Manganese (Mn) plays several important roles in broiler health and development, including its impact on blood parameters. Manganese is involved in the production of red blood cells and hemoglobin.51 Based on the provided results, it seems that the consumption of manganese (Mn) has a significant effect on the physical attributes of blood in broiler chicks, except for hemoglobin (Hb) concentrations. The study found that the group administered the highest level of Mn in bulk form had the highest values of Packed Cell Volume (PCV), red blood cell (RBC) count, and mean corpuscular volume (MCV), while the birds that received the highest levels of Nano Mn displayed the lowest values of RBC count, compared to the other groups. Additionally, the addition of the highest level of MnO2 nanoparticles led to increased values of mean corpuscular hemoglobin (MCH) and mean corpuscular hemoglobin concentration (MCHC), regardless of the form of Mn utilized or the interaction between Mn form and concentration. One of the key benefits of manganese supplementation in broiler diets is its ability to enhance hemoglobin levels.51 This ultimately yielded higher MCH and MCHC values in comparison to the other experimental groups. These findings highlight the significant impact of Mn supplementation, in both bulk and nano form, on the physical blood characteristics of broiler chicks. The results emphasize the importance of understanding the potential effects of manganese supplementation on broiler blood parameters. Further research is necessary to delve into the underlying mechanisms behind these observed changes and their implications for the overall health and well-being of broiler chicks. The obtained data underscores the importance of understanding the potential effects of manganese supplementation on blood parameters in avian species. Further research is warranted to explore the underlying mechanisms behind these observed changes and their implications for broiler chicks’ overall health and well-being.

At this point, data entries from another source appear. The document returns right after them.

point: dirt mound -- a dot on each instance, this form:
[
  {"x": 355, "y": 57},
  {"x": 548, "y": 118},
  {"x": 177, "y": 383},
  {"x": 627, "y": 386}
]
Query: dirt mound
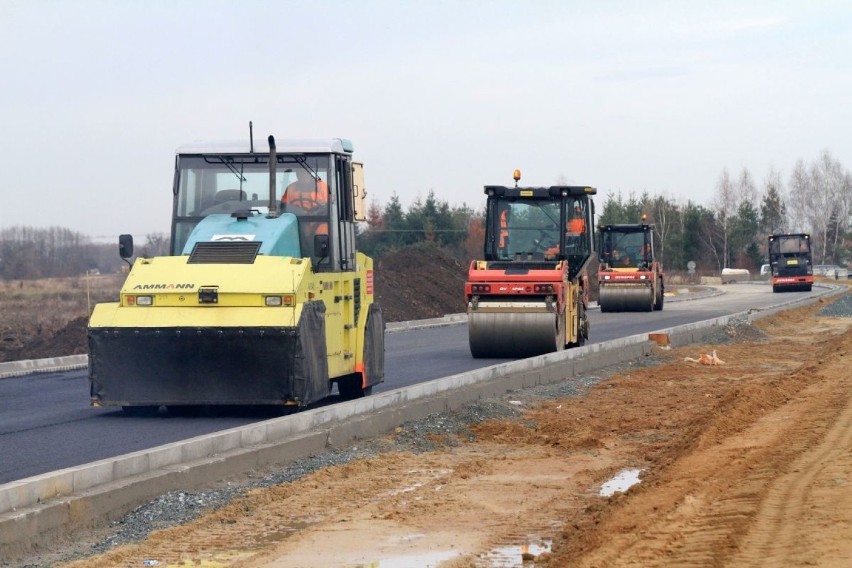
[
  {"x": 418, "y": 283},
  {"x": 68, "y": 340}
]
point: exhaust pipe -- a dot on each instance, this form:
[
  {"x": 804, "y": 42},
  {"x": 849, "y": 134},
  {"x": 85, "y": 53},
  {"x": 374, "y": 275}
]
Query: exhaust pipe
[{"x": 273, "y": 162}]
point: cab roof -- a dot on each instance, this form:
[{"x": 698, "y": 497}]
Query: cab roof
[
  {"x": 552, "y": 191},
  {"x": 261, "y": 146}
]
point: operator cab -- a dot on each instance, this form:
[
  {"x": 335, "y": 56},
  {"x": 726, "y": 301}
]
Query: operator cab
[
  {"x": 626, "y": 246},
  {"x": 235, "y": 180},
  {"x": 541, "y": 225},
  {"x": 790, "y": 255}
]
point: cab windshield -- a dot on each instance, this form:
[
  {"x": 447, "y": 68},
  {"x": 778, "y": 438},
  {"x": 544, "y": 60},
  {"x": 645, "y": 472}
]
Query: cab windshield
[{"x": 793, "y": 244}]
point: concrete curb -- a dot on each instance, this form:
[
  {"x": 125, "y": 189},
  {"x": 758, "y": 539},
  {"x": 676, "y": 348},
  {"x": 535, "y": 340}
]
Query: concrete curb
[{"x": 52, "y": 506}]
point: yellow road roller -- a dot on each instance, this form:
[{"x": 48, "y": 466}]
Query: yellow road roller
[{"x": 263, "y": 300}]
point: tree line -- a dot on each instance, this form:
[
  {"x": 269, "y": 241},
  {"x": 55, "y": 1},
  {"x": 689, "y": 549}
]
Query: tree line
[
  {"x": 29, "y": 253},
  {"x": 732, "y": 231},
  {"x": 729, "y": 231}
]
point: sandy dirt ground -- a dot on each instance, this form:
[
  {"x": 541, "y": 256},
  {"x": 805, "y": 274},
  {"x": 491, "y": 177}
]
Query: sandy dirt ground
[{"x": 745, "y": 463}]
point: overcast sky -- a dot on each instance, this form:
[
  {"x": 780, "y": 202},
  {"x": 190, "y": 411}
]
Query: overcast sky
[{"x": 436, "y": 96}]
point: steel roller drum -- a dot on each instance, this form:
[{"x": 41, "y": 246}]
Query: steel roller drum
[
  {"x": 511, "y": 330},
  {"x": 616, "y": 298}
]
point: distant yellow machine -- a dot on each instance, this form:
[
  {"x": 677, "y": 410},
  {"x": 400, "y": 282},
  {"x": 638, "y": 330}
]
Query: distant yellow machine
[{"x": 255, "y": 306}]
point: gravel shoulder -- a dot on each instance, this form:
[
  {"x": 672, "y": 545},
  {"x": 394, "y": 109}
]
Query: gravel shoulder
[{"x": 744, "y": 463}]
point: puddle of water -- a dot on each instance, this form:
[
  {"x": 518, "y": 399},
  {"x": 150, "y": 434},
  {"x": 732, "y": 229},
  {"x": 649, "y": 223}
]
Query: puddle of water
[
  {"x": 428, "y": 560},
  {"x": 514, "y": 555},
  {"x": 623, "y": 480}
]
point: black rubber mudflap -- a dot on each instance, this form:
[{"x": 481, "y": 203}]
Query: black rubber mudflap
[{"x": 374, "y": 346}]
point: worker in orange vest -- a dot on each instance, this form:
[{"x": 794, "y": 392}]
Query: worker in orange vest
[
  {"x": 577, "y": 224},
  {"x": 307, "y": 196},
  {"x": 504, "y": 229}
]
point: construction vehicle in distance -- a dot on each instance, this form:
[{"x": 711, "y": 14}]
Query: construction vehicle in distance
[
  {"x": 630, "y": 278},
  {"x": 255, "y": 305},
  {"x": 529, "y": 294},
  {"x": 790, "y": 262}
]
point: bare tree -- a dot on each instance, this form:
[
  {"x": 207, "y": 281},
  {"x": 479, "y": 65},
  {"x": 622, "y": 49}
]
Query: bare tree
[
  {"x": 725, "y": 207},
  {"x": 773, "y": 211}
]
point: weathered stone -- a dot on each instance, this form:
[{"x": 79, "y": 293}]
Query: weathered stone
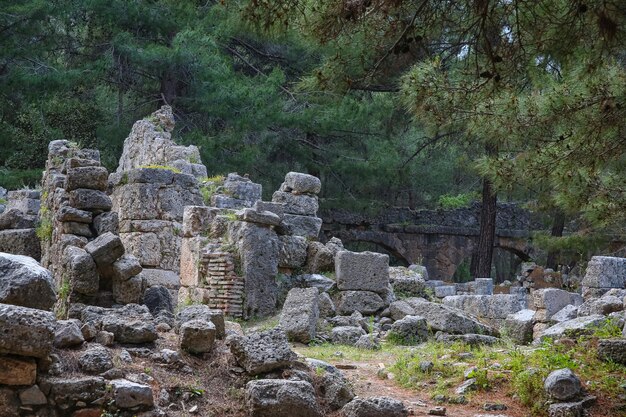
[
  {"x": 67, "y": 392},
  {"x": 71, "y": 214},
  {"x": 296, "y": 225},
  {"x": 261, "y": 217},
  {"x": 91, "y": 177},
  {"x": 95, "y": 360},
  {"x": 17, "y": 371},
  {"x": 128, "y": 291},
  {"x": 68, "y": 334},
  {"x": 105, "y": 249},
  {"x": 326, "y": 306},
  {"x": 346, "y": 335},
  {"x": 107, "y": 222},
  {"x": 574, "y": 409},
  {"x": 568, "y": 312},
  {"x": 365, "y": 302},
  {"x": 20, "y": 242},
  {"x": 130, "y": 324},
  {"x": 613, "y": 350},
  {"x": 125, "y": 267},
  {"x": 336, "y": 389},
  {"x": 551, "y": 300},
  {"x": 468, "y": 339},
  {"x": 443, "y": 291},
  {"x": 158, "y": 299},
  {"x": 293, "y": 250},
  {"x": 92, "y": 200},
  {"x": 281, "y": 398},
  {"x": 519, "y": 326},
  {"x": 82, "y": 271},
  {"x": 364, "y": 271},
  {"x": 299, "y": 183},
  {"x": 79, "y": 229},
  {"x": 571, "y": 328},
  {"x": 300, "y": 313},
  {"x": 604, "y": 305},
  {"x": 206, "y": 314},
  {"x": 410, "y": 329},
  {"x": 303, "y": 205},
  {"x": 563, "y": 385},
  {"x": 258, "y": 248},
  {"x": 491, "y": 307},
  {"x": 197, "y": 336},
  {"x": 129, "y": 394},
  {"x": 33, "y": 396},
  {"x": 374, "y": 407},
  {"x": 447, "y": 319},
  {"x": 262, "y": 352},
  {"x": 25, "y": 283},
  {"x": 26, "y": 331},
  {"x": 605, "y": 272}
]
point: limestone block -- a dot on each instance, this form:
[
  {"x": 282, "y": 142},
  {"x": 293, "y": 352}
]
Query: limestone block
[
  {"x": 20, "y": 242},
  {"x": 24, "y": 282},
  {"x": 106, "y": 222},
  {"x": 17, "y": 371},
  {"x": 105, "y": 249},
  {"x": 197, "y": 336},
  {"x": 365, "y": 302},
  {"x": 364, "y": 271},
  {"x": 71, "y": 214},
  {"x": 304, "y": 205},
  {"x": 26, "y": 331},
  {"x": 89, "y": 177},
  {"x": 300, "y": 313},
  {"x": 92, "y": 200},
  {"x": 300, "y": 183},
  {"x": 293, "y": 251},
  {"x": 306, "y": 226}
]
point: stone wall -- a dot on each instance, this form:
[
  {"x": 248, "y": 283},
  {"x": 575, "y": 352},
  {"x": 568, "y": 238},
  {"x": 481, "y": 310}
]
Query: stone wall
[
  {"x": 79, "y": 243},
  {"x": 18, "y": 222},
  {"x": 150, "y": 143}
]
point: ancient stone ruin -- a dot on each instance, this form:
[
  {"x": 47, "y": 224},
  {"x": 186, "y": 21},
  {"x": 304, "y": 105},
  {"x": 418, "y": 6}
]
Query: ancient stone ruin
[{"x": 146, "y": 273}]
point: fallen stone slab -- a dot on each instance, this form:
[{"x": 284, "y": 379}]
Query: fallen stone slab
[
  {"x": 24, "y": 282},
  {"x": 26, "y": 331},
  {"x": 262, "y": 352},
  {"x": 281, "y": 398}
]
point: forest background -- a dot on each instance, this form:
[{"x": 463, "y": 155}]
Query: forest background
[{"x": 424, "y": 104}]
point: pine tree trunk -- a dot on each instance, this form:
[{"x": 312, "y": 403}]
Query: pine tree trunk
[{"x": 481, "y": 261}]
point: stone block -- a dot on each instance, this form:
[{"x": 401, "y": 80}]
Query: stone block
[
  {"x": 365, "y": 302},
  {"x": 445, "y": 291},
  {"x": 197, "y": 336},
  {"x": 304, "y": 205},
  {"x": 17, "y": 371},
  {"x": 20, "y": 242},
  {"x": 281, "y": 398},
  {"x": 293, "y": 251},
  {"x": 92, "y": 200},
  {"x": 89, "y": 177},
  {"x": 300, "y": 313},
  {"x": 296, "y": 225},
  {"x": 24, "y": 282},
  {"x": 363, "y": 271},
  {"x": 262, "y": 352},
  {"x": 71, "y": 214},
  {"x": 299, "y": 183},
  {"x": 106, "y": 222},
  {"x": 26, "y": 331}
]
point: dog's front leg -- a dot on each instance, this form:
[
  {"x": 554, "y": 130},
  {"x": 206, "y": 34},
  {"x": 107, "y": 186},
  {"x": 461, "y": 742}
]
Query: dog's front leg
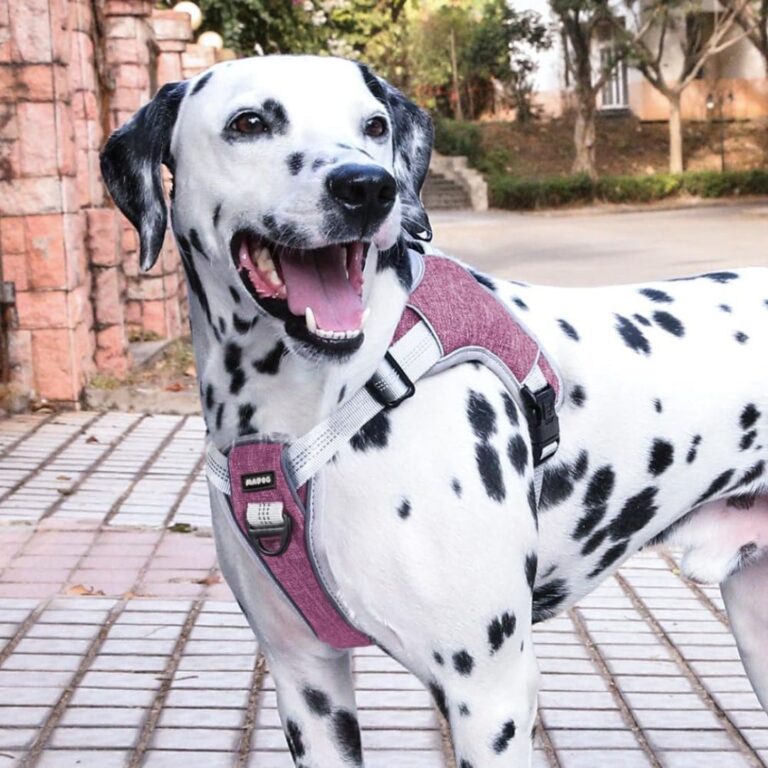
[
  {"x": 315, "y": 694},
  {"x": 490, "y": 698}
]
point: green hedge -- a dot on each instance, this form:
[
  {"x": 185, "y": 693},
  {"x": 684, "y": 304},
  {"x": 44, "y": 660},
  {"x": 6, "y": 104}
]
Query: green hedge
[{"x": 526, "y": 194}]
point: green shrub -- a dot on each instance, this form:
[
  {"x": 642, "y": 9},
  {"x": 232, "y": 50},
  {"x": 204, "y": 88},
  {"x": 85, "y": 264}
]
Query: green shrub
[
  {"x": 457, "y": 138},
  {"x": 507, "y": 191}
]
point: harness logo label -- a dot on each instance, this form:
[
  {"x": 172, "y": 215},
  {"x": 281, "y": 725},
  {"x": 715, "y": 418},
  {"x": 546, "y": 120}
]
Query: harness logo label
[{"x": 259, "y": 481}]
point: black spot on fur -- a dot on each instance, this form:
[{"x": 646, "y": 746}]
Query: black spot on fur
[
  {"x": 580, "y": 466},
  {"x": 636, "y": 513},
  {"x": 517, "y": 451},
  {"x": 669, "y": 323},
  {"x": 219, "y": 416},
  {"x": 501, "y": 628},
  {"x": 531, "y": 496},
  {"x": 463, "y": 663},
  {"x": 750, "y": 476},
  {"x": 748, "y": 439},
  {"x": 662, "y": 456},
  {"x": 244, "y": 415},
  {"x": 275, "y": 115},
  {"x": 347, "y": 733},
  {"x": 270, "y": 363},
  {"x": 716, "y": 486},
  {"x": 660, "y": 297},
  {"x": 484, "y": 280},
  {"x": 489, "y": 467},
  {"x": 294, "y": 739},
  {"x": 531, "y": 565},
  {"x": 547, "y": 598},
  {"x": 241, "y": 326},
  {"x": 568, "y": 329},
  {"x": 510, "y": 409},
  {"x": 609, "y": 558},
  {"x": 633, "y": 337},
  {"x": 556, "y": 486},
  {"x": 295, "y": 163},
  {"x": 201, "y": 83},
  {"x": 482, "y": 416},
  {"x": 375, "y": 434},
  {"x": 501, "y": 742},
  {"x": 693, "y": 450},
  {"x": 578, "y": 396},
  {"x": 749, "y": 416},
  {"x": 317, "y": 701},
  {"x": 438, "y": 694}
]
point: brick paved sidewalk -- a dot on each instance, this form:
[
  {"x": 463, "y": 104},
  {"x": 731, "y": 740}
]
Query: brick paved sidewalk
[{"x": 120, "y": 646}]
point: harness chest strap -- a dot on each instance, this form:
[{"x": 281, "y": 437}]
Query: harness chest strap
[{"x": 273, "y": 504}]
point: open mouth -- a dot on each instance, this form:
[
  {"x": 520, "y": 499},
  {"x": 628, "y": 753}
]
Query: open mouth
[{"x": 317, "y": 292}]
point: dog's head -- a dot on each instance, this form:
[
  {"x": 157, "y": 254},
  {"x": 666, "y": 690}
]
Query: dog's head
[{"x": 288, "y": 170}]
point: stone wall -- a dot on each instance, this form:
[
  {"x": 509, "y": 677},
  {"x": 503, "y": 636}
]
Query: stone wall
[{"x": 71, "y": 71}]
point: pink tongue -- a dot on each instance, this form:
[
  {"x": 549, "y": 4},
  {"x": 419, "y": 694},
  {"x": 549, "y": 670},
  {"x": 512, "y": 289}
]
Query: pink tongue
[{"x": 318, "y": 279}]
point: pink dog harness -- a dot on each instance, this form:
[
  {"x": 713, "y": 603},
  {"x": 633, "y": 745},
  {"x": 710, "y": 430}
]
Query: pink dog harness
[{"x": 270, "y": 481}]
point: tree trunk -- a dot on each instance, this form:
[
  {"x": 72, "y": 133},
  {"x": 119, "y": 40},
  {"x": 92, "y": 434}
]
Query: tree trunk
[
  {"x": 584, "y": 136},
  {"x": 457, "y": 111},
  {"x": 676, "y": 163}
]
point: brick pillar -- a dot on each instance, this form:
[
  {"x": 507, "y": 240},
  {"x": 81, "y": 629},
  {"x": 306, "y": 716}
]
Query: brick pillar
[{"x": 41, "y": 225}]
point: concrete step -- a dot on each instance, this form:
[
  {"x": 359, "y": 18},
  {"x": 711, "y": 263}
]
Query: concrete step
[{"x": 443, "y": 194}]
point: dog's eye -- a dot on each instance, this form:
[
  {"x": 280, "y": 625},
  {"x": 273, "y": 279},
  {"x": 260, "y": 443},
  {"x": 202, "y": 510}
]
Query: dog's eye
[
  {"x": 376, "y": 127},
  {"x": 249, "y": 123}
]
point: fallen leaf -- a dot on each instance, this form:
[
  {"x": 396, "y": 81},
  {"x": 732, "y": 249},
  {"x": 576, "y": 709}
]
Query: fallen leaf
[
  {"x": 181, "y": 528},
  {"x": 83, "y": 590},
  {"x": 209, "y": 581}
]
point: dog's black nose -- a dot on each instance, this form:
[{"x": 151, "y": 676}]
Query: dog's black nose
[{"x": 365, "y": 191}]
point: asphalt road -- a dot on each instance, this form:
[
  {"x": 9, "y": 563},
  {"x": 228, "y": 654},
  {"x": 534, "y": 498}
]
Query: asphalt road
[{"x": 601, "y": 247}]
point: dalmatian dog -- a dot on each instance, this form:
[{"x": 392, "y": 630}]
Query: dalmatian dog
[{"x": 295, "y": 200}]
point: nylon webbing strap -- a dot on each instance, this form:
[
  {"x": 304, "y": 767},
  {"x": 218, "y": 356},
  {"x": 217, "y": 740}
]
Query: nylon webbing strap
[{"x": 415, "y": 353}]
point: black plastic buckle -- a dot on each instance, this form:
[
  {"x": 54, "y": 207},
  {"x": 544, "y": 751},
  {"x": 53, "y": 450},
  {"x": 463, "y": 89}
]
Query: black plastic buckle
[
  {"x": 380, "y": 394},
  {"x": 542, "y": 418},
  {"x": 270, "y": 532}
]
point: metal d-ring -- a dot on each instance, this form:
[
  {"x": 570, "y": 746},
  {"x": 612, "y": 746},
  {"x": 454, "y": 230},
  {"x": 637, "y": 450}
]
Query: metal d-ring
[{"x": 284, "y": 531}]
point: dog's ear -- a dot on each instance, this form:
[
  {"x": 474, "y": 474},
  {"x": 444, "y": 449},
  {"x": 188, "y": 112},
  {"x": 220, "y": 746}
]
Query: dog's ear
[
  {"x": 130, "y": 165},
  {"x": 412, "y": 135}
]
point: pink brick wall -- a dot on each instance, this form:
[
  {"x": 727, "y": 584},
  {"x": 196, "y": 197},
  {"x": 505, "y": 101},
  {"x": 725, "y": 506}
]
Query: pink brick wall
[{"x": 66, "y": 80}]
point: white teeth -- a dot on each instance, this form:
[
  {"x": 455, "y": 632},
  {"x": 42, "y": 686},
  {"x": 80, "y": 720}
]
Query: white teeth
[
  {"x": 336, "y": 335},
  {"x": 264, "y": 261},
  {"x": 310, "y": 318}
]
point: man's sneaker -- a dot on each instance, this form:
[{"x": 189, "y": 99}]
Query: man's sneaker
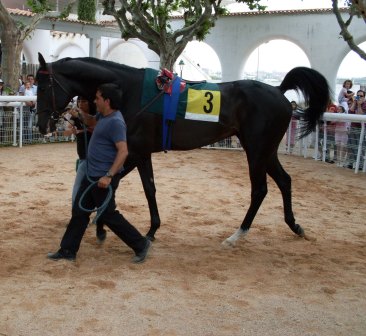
[
  {"x": 62, "y": 254},
  {"x": 141, "y": 256}
]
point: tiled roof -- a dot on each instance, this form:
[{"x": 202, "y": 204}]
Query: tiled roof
[{"x": 21, "y": 12}]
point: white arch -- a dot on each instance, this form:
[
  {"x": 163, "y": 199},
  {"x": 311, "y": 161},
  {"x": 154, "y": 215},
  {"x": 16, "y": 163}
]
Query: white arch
[{"x": 125, "y": 52}]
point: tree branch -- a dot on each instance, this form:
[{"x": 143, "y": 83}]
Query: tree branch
[{"x": 344, "y": 30}]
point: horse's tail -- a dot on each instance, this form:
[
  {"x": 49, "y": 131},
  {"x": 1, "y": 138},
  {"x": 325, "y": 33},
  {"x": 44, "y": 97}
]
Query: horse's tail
[{"x": 316, "y": 92}]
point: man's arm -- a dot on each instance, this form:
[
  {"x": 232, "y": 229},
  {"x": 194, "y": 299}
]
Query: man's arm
[{"x": 122, "y": 153}]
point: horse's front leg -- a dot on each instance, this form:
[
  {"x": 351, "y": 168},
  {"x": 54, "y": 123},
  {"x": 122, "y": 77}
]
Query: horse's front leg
[{"x": 146, "y": 172}]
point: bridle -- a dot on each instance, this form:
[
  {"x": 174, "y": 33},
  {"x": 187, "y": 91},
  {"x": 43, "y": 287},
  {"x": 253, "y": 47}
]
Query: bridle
[{"x": 55, "y": 115}]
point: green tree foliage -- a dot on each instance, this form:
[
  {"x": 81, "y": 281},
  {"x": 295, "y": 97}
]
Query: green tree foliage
[
  {"x": 13, "y": 32},
  {"x": 151, "y": 22},
  {"x": 356, "y": 11},
  {"x": 86, "y": 10}
]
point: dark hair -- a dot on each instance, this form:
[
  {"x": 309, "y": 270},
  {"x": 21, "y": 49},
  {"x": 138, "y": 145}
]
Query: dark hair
[
  {"x": 346, "y": 81},
  {"x": 112, "y": 92}
]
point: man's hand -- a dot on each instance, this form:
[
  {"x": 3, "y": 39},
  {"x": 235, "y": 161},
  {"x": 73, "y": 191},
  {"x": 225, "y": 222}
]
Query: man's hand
[{"x": 104, "y": 182}]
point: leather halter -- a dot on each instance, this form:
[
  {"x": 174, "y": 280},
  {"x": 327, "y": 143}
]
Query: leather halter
[{"x": 55, "y": 115}]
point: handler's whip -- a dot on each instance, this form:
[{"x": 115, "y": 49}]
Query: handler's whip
[{"x": 104, "y": 205}]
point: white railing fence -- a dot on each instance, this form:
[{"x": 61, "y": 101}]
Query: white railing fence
[
  {"x": 18, "y": 123},
  {"x": 18, "y": 128}
]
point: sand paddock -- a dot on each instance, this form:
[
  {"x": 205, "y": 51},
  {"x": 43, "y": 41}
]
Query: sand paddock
[{"x": 271, "y": 283}]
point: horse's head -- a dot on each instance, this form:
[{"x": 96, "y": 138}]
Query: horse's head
[{"x": 52, "y": 96}]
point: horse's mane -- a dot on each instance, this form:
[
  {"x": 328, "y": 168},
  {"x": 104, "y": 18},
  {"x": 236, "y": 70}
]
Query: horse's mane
[{"x": 96, "y": 61}]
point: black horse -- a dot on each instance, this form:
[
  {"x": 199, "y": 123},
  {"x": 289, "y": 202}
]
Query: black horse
[{"x": 257, "y": 113}]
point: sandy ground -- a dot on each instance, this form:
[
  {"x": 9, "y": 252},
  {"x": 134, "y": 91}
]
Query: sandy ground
[{"x": 271, "y": 283}]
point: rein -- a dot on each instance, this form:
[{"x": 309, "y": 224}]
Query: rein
[
  {"x": 100, "y": 209},
  {"x": 55, "y": 115}
]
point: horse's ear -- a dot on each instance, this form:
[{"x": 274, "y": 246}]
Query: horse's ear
[{"x": 41, "y": 60}]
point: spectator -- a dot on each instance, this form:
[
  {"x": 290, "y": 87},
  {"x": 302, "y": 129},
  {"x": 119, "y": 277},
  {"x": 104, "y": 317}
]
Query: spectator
[
  {"x": 331, "y": 108},
  {"x": 358, "y": 107},
  {"x": 28, "y": 113},
  {"x": 341, "y": 138},
  {"x": 345, "y": 94},
  {"x": 30, "y": 78},
  {"x": 292, "y": 129}
]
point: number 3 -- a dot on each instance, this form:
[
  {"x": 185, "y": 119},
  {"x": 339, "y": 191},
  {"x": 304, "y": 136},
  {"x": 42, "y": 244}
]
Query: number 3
[{"x": 209, "y": 96}]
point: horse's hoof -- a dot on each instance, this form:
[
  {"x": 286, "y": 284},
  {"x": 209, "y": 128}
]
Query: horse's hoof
[
  {"x": 228, "y": 243},
  {"x": 306, "y": 237},
  {"x": 150, "y": 237}
]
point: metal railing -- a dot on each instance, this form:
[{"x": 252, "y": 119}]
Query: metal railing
[{"x": 17, "y": 128}]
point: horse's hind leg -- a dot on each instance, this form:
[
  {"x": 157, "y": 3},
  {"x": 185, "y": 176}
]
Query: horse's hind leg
[
  {"x": 259, "y": 191},
  {"x": 283, "y": 181},
  {"x": 146, "y": 172}
]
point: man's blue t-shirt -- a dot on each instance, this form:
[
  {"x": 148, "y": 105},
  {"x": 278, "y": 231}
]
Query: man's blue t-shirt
[{"x": 102, "y": 150}]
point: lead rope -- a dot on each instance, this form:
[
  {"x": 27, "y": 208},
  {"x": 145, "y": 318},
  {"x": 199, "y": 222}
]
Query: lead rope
[{"x": 104, "y": 205}]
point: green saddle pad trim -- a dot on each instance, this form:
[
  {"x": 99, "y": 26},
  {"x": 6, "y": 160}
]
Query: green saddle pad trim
[{"x": 150, "y": 91}]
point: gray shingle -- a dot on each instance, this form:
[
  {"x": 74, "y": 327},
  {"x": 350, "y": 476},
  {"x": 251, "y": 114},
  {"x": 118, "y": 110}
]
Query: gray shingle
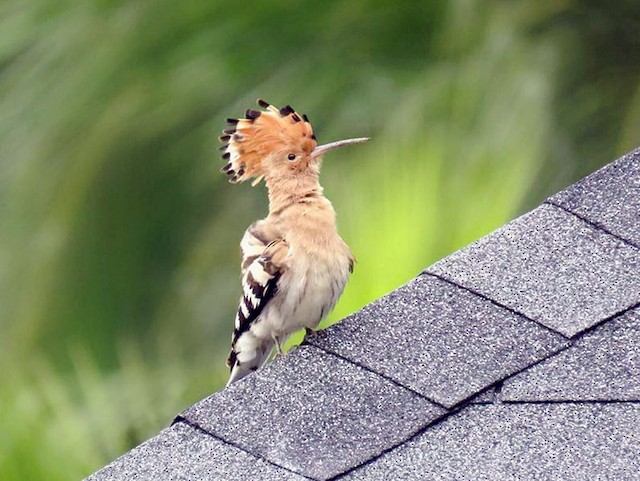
[
  {"x": 439, "y": 339},
  {"x": 520, "y": 441},
  {"x": 609, "y": 197},
  {"x": 184, "y": 453},
  {"x": 552, "y": 267},
  {"x": 602, "y": 365},
  {"x": 314, "y": 413}
]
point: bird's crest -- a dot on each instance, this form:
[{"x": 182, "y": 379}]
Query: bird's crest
[{"x": 261, "y": 133}]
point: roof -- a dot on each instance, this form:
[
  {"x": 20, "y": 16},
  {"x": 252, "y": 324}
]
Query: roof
[{"x": 517, "y": 357}]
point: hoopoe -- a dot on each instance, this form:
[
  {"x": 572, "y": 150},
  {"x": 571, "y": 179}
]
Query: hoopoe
[{"x": 294, "y": 263}]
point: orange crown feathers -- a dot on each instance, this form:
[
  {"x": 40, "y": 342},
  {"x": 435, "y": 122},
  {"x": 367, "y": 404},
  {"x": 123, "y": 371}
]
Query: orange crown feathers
[{"x": 262, "y": 132}]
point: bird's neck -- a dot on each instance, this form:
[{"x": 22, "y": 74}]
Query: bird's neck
[{"x": 287, "y": 191}]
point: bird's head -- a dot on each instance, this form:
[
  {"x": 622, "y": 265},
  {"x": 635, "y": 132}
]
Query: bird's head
[{"x": 274, "y": 143}]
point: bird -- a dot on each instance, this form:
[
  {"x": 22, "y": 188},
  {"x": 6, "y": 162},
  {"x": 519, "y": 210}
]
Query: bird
[{"x": 294, "y": 264}]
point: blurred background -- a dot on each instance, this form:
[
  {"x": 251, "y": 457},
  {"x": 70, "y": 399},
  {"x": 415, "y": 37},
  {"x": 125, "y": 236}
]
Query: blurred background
[{"x": 119, "y": 238}]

Manganese is known to play a role in immune function. It contributes to the production and activation of immune cells, such as lymphocytes and macrophages, The immune system of broilers is crucial for disease resistance and overall performance. Manganese has been shown to play a pivotal role in modulating immune responses, particularly with broiler blood parameters. Studies have revealed that Mn supplementation positively influences white blood cell counts, lymphocyte proliferation, and antibody production, thereby enhancing the immune system’s ability to combat pathogens.52,53 Furthermore, Mn has been found to promote the synthesis of immunoglobulin, which contributes to the humoral immune response.54

The recent research on the effects of manganese on broiler blood parameters highlights its significant benefits. Manganese supplementation has been found to enhance hemoglobin levels,52,53 and boost immune function.54 These findings underscore the importance of incorporating adequate manganese levels in broiler diets to optimize blood health and overall performance. Further studies are warranted to explore the optimal dosage and duration of manganese supplementation in broiler production systems.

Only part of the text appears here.